“You did a great job” and “Thank you for your hard work”. These two phrases have more in common than I thought. In general, it means that someone, other than myself, recognized the hard work that went into accomplishing something and decided to tell me. The concept of seeking verbal confirmation is nothing new. Seeking approval is something that is semi-engrained into our nature. Think back to being a child, whenever I was told “good job” I would continue to do the action that resulted in praise. Much like a puppy: good boy gets a tail wag, happy eyes, and I do believe a smile. Seeking the approval from others brings verbal confirmation and outside affirmation to a job well done.
What happens when one stops seeking the verbal confirmation or affirmation from others? For me, it was a release. It was freeing. Why? For many years I was more concerned with how I was doing in the eyes of others, instead of how I was doing as , well, me. I sought to seek the elusive “good job” for something that was expected of me. I am not implying that I expected, nor wanted, someone to recognize me for something I should do at a job. Rather, it was more of the general approval and confirmation that I was where I should be.
Eventually, I was tired of trying seek and be what the world thought. The extra 45 minutes of sleep I could have instead of wearing make-up? Sleep won. Contacts would always result in applying eye drops numerous times a day. Then, I had pinkeye and had to wear my glasses. It has been three years and I can honestly say that my glasses and I have a strong bond now. Sure, I do wear contacts when driving into the sun. Make-up if I have time. At first, people asked what was wrong if I didn’t wear either. Now, I get the “Wow! You look nice today.” My response: So the other days I don’t? conveyed with my usual sense of humor and a smile.

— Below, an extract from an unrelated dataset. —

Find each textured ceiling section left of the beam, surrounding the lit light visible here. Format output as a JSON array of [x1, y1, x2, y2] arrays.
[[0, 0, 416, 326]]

Instead of seeking the aforementioned above, I sought self confirmation. Knowing that I was doing what was expected of me, and more if need be. I was able to go home at the end of the day knowing it was done. Sure, as a human I do like to be told “thank you.” It is part of nature. But I also know that I am me. Flawed, sometimes a hot mess, but I am comfortable in my own skin. I know my strengths; working on my weaknesses. I also do not mind saying “I do not know.”
This does not mean that I do not have things to work on. Rather, I am just saying that I am me. I am finally to a place in my life where I am accepting of the fact that I am not perfect. Seeking the elusive verbal confirmation can be difficult. It can be draining at times.
How about you? Have you found it easier to just seek the verbal confirmation from yourself that you are enough? Because no matter what anyone will, or has, ever said: You are enough. You are more than enough. You are just the way you are supposed to be at this time in your life. And if anyone has never told you that, I am telling you: You are more than enough!